While the brunt of the recession is still to hit many parts of the economy, third-quarter results from local public companies showed that the effects of the downturn already are being felt.

Of the 115 L.A.-based public companies that had reported third-quarter results as of last week, 53 posted higher operating earnings than in the year-ago period, 57 reported lower earnings, and five reported flat earnings, according to a survey prepared for the Business Journal by Thomson Financial/First Call.

Of the 98 reporting L.A. companies for which analyst consensus estimates were available, 56 beat the estimate, 14 met the estimate and 28 came in below the estimate. These estimates aren’t always reliable measures of company performance, as they are often created with company input.
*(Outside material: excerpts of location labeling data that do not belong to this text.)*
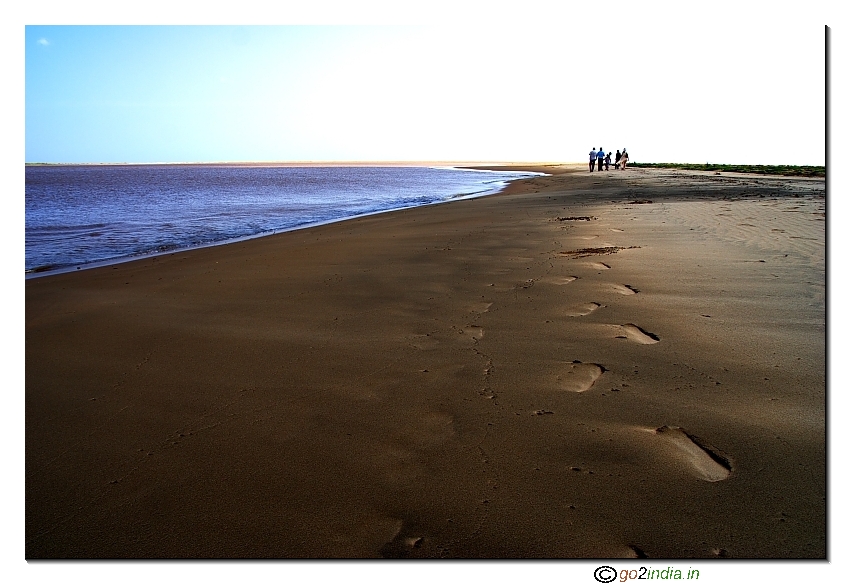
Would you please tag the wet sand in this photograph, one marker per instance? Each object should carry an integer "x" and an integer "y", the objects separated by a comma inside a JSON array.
[{"x": 616, "y": 364}]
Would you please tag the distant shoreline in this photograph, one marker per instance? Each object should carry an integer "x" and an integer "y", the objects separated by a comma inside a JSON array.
[{"x": 423, "y": 163}]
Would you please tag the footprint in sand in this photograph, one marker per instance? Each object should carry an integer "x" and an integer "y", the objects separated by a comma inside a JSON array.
[
  {"x": 637, "y": 334},
  {"x": 404, "y": 544},
  {"x": 561, "y": 280},
  {"x": 579, "y": 376},
  {"x": 703, "y": 460},
  {"x": 583, "y": 309},
  {"x": 480, "y": 307},
  {"x": 472, "y": 331},
  {"x": 625, "y": 290},
  {"x": 423, "y": 341}
]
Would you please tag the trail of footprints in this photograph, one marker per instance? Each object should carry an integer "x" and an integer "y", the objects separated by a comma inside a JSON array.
[{"x": 701, "y": 459}]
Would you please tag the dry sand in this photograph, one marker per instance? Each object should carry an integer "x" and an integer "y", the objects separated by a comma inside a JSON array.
[{"x": 562, "y": 370}]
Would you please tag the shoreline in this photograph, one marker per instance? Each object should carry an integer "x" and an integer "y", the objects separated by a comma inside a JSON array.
[
  {"x": 46, "y": 271},
  {"x": 618, "y": 364}
]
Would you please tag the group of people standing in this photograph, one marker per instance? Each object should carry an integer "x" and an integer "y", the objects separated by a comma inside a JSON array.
[{"x": 597, "y": 158}]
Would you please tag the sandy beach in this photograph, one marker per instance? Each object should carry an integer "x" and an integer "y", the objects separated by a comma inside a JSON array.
[{"x": 616, "y": 364}]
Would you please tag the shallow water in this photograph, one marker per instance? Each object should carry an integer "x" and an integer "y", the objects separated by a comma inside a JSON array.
[{"x": 82, "y": 215}]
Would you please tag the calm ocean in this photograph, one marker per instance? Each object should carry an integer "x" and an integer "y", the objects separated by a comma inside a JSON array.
[{"x": 80, "y": 216}]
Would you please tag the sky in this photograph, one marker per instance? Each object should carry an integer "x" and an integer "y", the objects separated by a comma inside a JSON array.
[
  {"x": 549, "y": 90},
  {"x": 525, "y": 80}
]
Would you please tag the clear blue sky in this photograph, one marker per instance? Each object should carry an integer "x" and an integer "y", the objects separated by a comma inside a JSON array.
[{"x": 547, "y": 91}]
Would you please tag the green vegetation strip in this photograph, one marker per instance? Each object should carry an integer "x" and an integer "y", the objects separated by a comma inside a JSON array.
[{"x": 819, "y": 171}]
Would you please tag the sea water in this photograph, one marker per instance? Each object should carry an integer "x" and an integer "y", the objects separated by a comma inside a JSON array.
[{"x": 82, "y": 216}]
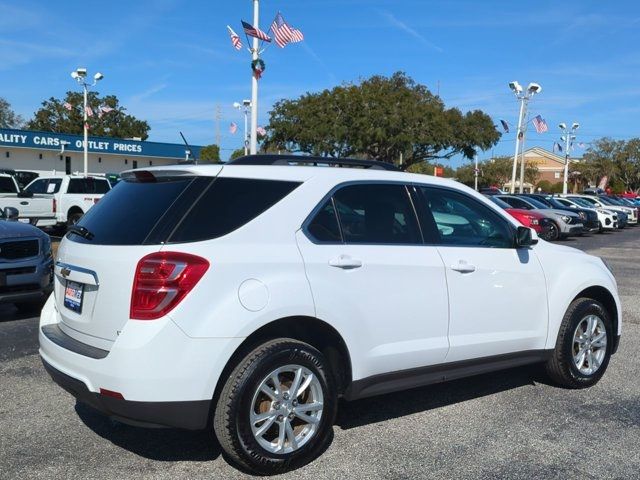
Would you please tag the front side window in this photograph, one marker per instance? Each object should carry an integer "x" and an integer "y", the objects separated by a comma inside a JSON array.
[
  {"x": 463, "y": 221},
  {"x": 377, "y": 213}
]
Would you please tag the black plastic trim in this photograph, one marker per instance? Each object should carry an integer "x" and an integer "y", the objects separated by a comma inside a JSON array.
[
  {"x": 419, "y": 377},
  {"x": 54, "y": 333},
  {"x": 190, "y": 415}
]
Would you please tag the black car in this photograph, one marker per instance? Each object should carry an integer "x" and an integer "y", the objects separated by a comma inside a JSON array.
[{"x": 589, "y": 217}]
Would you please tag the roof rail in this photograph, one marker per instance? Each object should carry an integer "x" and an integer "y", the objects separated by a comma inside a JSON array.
[{"x": 271, "y": 159}]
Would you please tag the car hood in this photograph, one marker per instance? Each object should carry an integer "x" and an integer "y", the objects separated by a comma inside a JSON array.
[{"x": 18, "y": 230}]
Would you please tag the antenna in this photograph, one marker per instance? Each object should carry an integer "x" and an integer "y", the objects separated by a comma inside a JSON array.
[{"x": 189, "y": 151}]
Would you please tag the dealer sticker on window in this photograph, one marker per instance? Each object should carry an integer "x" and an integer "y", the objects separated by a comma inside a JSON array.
[{"x": 73, "y": 296}]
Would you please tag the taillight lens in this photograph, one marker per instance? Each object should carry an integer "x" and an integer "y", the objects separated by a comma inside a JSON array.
[{"x": 162, "y": 280}]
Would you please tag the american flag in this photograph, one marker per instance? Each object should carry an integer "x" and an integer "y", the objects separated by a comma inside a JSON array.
[
  {"x": 281, "y": 31},
  {"x": 296, "y": 35},
  {"x": 540, "y": 124},
  {"x": 252, "y": 31},
  {"x": 235, "y": 39}
]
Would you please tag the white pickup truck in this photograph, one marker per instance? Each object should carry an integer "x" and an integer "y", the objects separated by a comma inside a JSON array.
[{"x": 51, "y": 201}]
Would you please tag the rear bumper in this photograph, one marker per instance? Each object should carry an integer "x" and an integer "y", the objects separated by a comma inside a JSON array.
[{"x": 193, "y": 415}]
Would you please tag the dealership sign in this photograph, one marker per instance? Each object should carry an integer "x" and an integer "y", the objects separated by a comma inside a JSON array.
[{"x": 106, "y": 145}]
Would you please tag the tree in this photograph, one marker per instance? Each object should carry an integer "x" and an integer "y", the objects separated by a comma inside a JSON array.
[
  {"x": 54, "y": 117},
  {"x": 380, "y": 118},
  {"x": 8, "y": 118},
  {"x": 210, "y": 153}
]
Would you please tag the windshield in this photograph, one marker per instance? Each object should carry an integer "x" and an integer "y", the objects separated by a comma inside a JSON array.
[{"x": 497, "y": 201}]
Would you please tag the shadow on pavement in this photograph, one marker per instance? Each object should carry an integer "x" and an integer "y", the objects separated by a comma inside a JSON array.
[
  {"x": 152, "y": 443},
  {"x": 378, "y": 409}
]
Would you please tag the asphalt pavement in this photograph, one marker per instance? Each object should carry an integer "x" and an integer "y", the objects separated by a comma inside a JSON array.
[{"x": 511, "y": 424}]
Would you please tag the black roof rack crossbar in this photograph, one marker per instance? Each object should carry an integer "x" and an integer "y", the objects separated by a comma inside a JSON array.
[{"x": 308, "y": 160}]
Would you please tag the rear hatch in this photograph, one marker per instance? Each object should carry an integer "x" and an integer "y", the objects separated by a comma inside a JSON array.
[{"x": 96, "y": 263}]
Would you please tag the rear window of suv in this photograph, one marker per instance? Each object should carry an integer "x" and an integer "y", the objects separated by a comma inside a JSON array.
[{"x": 178, "y": 209}]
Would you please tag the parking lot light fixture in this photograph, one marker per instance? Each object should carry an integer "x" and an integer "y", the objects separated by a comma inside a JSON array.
[
  {"x": 80, "y": 75},
  {"x": 523, "y": 97}
]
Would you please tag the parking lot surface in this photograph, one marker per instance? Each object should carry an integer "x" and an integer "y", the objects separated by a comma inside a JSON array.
[{"x": 509, "y": 424}]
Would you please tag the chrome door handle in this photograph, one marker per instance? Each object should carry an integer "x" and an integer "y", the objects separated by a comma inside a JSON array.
[
  {"x": 345, "y": 262},
  {"x": 463, "y": 267}
]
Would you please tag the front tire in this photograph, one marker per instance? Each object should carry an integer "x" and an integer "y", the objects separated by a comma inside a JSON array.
[
  {"x": 584, "y": 345},
  {"x": 276, "y": 411}
]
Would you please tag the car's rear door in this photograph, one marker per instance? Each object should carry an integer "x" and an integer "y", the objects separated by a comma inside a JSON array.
[
  {"x": 374, "y": 280},
  {"x": 497, "y": 293}
]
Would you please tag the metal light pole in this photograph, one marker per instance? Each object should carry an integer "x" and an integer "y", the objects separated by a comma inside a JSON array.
[
  {"x": 523, "y": 97},
  {"x": 568, "y": 137},
  {"x": 80, "y": 75},
  {"x": 254, "y": 84}
]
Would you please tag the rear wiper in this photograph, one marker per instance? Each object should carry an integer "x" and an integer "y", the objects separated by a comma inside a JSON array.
[{"x": 81, "y": 231}]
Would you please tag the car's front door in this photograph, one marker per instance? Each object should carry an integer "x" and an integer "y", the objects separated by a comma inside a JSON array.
[
  {"x": 497, "y": 293},
  {"x": 374, "y": 280}
]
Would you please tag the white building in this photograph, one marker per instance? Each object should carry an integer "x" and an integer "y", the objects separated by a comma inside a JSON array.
[{"x": 47, "y": 153}]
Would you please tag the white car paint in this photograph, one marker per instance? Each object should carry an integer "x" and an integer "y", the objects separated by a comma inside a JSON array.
[{"x": 396, "y": 307}]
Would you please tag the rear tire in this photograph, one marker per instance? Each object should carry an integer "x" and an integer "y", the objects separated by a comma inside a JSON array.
[
  {"x": 584, "y": 345},
  {"x": 263, "y": 426}
]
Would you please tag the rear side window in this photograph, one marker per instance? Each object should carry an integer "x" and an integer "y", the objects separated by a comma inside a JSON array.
[
  {"x": 45, "y": 185},
  {"x": 227, "y": 204},
  {"x": 377, "y": 213},
  {"x": 130, "y": 212}
]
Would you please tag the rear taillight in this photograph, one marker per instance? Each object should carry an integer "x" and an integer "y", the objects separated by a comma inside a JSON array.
[{"x": 162, "y": 280}]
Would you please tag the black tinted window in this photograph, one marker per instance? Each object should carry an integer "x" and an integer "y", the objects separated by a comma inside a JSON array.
[
  {"x": 376, "y": 213},
  {"x": 462, "y": 220},
  {"x": 324, "y": 226},
  {"x": 129, "y": 214},
  {"x": 226, "y": 205},
  {"x": 7, "y": 185},
  {"x": 45, "y": 185}
]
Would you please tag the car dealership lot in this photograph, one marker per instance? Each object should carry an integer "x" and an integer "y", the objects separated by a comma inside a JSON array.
[{"x": 504, "y": 425}]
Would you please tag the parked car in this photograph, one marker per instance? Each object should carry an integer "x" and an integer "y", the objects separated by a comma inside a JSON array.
[
  {"x": 240, "y": 297},
  {"x": 58, "y": 201},
  {"x": 564, "y": 224},
  {"x": 588, "y": 217},
  {"x": 528, "y": 218},
  {"x": 26, "y": 264},
  {"x": 606, "y": 220},
  {"x": 630, "y": 215}
]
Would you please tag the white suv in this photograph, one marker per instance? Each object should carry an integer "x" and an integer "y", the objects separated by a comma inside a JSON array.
[{"x": 250, "y": 297}]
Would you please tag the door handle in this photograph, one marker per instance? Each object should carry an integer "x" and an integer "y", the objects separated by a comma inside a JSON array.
[
  {"x": 463, "y": 267},
  {"x": 345, "y": 262}
]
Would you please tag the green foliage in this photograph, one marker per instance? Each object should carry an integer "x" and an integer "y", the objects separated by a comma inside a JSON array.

With the third quarter reporting season almost completed, earnings among companies in the S & P; 500 Index are on track to fall 21.7 percent from last year, according to Chuck Hill, director of research at Thomson Financial/First Call, which tracks Wall Street earnings estimates. That’s the biggest decline since the second quarter of 1991.

“We feel pretty confident that the fourth and first quarters are going to be worse than is currently projected,” Hill said.

Indeed, earnings from a broad swath of local industries communications, leisure, tourism, technology, biotech and insurance failed to meet analysts’ downward-revised projections. But there are bright spots as well, as some industries, including mortgage lending and home buying, show unexpected strength.

Los Angeles companies, represented by the LABJ 200 Index, are a microcosm of the S & P;, closely tracking its performance. LABJ stocks are down 25 percent year-to-date, slightly more than the S & P; 500.

Some of the largest L.A. companies have been the hardest hit.

Avery Dennison Corp., the Pasadena-based maker of adhesives, labels and stamps for the U.S. Postal Service, is perhaps the best local barometer of the current economic climate.

Avery, whose operations tie it to a worldwide swath of industries and consumers, saw sales contract in light of “sustained weakness in global economic conditions,” Chief Executive Philip M. Neal said in the company’s third-quarter earnings statement.


Some thriving pockets

Earnings fell to 63 cents a share from 73 cents in the like year-earlier period. “The uncertain economic climate has made it unusually difficult to provide guidance over the past few quarters, and this quarter is perhaps the most challenging,” Neal said. Fourth quarter earnings are likely to fall between 57 and 63 cents a share, from 69 cents in the fourth quarter of 2000, Neal said.

Yet amid the deflation, several pockets are thriving.

Specifically, public companies catering to budget-minded adults as well as teens, who as a group have continued to spend freely are doing quite well.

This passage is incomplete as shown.